Mary Sue Candies, north of Baltimore, caters to your need for a sugar fix. But, owner Bill Buppert argues federal policy needs a fix of its own.

"It makes it difficult for us to compete," he said, "it makes it difficult for us to reinvest in our business because we're at a disadvantage."

Buppert buys a lot of sugar to keep the assembly line running. He wouldn't provide an exact figure, but characterized it as several million pounds a year. He said each pound costs him 10 cents more than it should.

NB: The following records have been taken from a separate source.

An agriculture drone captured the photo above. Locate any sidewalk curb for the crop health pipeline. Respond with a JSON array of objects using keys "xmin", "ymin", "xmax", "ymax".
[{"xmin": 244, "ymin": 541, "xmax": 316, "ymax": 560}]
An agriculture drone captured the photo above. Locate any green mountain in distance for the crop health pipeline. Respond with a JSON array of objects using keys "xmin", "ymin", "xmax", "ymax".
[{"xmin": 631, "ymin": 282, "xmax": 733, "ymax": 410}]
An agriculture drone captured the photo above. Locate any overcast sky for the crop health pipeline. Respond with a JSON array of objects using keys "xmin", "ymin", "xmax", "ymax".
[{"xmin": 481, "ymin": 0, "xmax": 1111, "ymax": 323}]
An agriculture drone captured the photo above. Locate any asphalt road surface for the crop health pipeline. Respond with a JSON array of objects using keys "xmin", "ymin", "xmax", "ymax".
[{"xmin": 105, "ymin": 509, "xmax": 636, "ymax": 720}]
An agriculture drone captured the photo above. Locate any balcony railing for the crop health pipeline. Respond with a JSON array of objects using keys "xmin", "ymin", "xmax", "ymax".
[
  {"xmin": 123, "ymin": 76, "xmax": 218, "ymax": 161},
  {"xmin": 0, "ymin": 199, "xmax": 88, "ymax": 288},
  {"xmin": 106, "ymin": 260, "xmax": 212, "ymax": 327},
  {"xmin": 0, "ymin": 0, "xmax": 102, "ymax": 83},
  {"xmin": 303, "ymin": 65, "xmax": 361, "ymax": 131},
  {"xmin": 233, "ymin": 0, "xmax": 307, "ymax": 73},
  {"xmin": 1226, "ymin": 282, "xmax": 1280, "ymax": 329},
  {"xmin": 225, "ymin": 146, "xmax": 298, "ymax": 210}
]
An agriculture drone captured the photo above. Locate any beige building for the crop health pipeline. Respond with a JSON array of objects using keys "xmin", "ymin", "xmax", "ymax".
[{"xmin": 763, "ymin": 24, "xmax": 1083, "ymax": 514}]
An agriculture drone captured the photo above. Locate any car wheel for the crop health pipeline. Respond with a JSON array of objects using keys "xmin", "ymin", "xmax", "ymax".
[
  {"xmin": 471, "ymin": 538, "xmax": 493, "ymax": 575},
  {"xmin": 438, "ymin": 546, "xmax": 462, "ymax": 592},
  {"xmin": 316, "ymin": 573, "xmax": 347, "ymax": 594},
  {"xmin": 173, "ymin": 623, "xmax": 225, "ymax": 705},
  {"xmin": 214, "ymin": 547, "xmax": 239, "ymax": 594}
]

Trade groups representing food and beverage companies say sugar gets protections other commodities don't. "We're not looking to scrap the sugar program, we're just looking to reform it," said of lobbying efforts, "this is a very balanced, I would use the word 'vanilla' approach to things.

Broadly speaking, the industry want to convince Congress to reduce the guaranteed price for U.S. sugar producers, and lift some restrictions on the flow of cheaper foreign sugar into the country.

Farmers who count on sugar aren't fond of the calls for reform. "We would probably go out of business in a few years," said Jim Harper of Cheneyville, Louisiana.

Harper said he and his peers in Louisiana and across the country are the backbone of their local economies.
Harper said the foreign market is cheaper because that's where producers dump sugar when they have too much. He argues that, for the most part, U.S. consumers pay less for sugar than their foreign peers do within their own domestic market.

"We don't need any changes, we think it's a great value for the American consumer," said Harper of the status quo.

The U.S. House is expected to wrap up its Farm Bill debate soon. If those pushing for reform get their way, U.S. Agriculture Secretary Sonny Perdue would have more power to determine just how much foreign sugar can hit the market here in the United States.

Asked to whether the country ought to change its sugar policy, he said free trade is not the goal.

"We want fair trade, and I think the sugar negotiations that we had with Mexico, last year, most everybody seems to be happy with that, the sugar beet growers, the cane growers, the sugar processors," he said, "we continue to hear something from confectioners, that they would like lower prices, but all of us would like lower prices."